Meltdowns can be common for those on the autism spectrum. A meltdown can come from over-stimulation, changes in expected outcomes, the inability to transition tasks or be flexible, and is very different from a temper tantrum.

Here is a great explanation by Autism-Causes:

Meltdown vs. Temper Tantrum

Meltdown vs. Temper Tantrum.jpg

Early after the Navigator’s diagnosis, we came to realize that three events outside of his normal routine could trigger an overload meltdown.

That day we went to a naturalization ceremony, then out to dinner, then a movie. Boom.

The ceremony required us to be at the courthouse at 2:00 p.m., along with her family, and the families and friends of an estimated 60 people.

We were all standing in the lobby outside of the courtroom, with tall walls and floors of gleaming granite.

The sounds of people talking, children waiving small flags, laughing, crying and dodging between people, feet shuffling, purses being set down, picked up, flowers in crinkling plastic were bouncing off of every shiny, flat surface. 

We waited for 90 minutes before we were allowed in the courtroom, and the ceremony took another hour.

Naturalization ceremonies are truly wonderful and I have had the privilege of attending four in my life. As a citizen of the by birth, it is profoundly moving to watch people choose to become citizens.

It is a respectful, solemn, and quietly joyful proceeding, which requires sitting still, not playing on electronics, and attention being paid to what is said.  Not an enticing environment to a child in general.
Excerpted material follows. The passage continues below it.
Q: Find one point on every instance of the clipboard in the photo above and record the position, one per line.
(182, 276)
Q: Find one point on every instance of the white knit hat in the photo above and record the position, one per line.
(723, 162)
When the ceremony was over – much later than we anticipated – went to dinner at a local fast-food restaurant. 

It was brightly lit, lots of noise as people ordered food, employees made the food, served drive-through customers, the soda machines being used by customers filling their cups, the doors opening and closing frequently, employees cleaning tables, customers using the restroom.

When we finished eating and went to see the movie.

Movies are marvelously intense experiences. You sit in the dark, watching gigantic imagery accompanied by gigantic music and sounds.

It can be all-encompassing and all-engrossing and, of course, that is why most people go to the movies, to relish that experience.

For my son that evening, it was one experience too many.

On our way out of the theater he saw the candy display and demanded that we buy him candy. We told him “no” and down he went.

He started yelling, pulling away from us to get back to the candy counter, kicking, biting, and scratching when we restrained him. My husband lifted him over his shoulders and carried him to the car.

He screamed and yelled as we tried to get him into the car, jamming his feet and hands on the door frame so we could not ease him into the back seat.

After my husband gently put our thrashing child into the back of the car we got into the front seats and quickly locked the doors.

I turned on some quiet music and waited.

Our son tried one door in the back, then the other. He screamed and threw himself around the car. When he tried to get out my door and couldn’t, he collapsed into my lap, sobbing. 

I soothed him until finally he was himself again.

“I am so sorry, Momma. I don’t know why I do that.”

I smiled and wiped the tears from his face.

“It’s ok, baby. What do you say we go home?” I asked.

“Ok,” he answered, and then paused. “What if I do that again?” he whispered.

“Then we will deal with it,” I answered. “We are a team.”

That was the first time we realized that three events in one day is too many for our son.

We have seen the “three is too many” play out a few more times, with less intense responses, and we are careful to make our plans for no more than three out-of-the-ordinary events or intense situations in one day.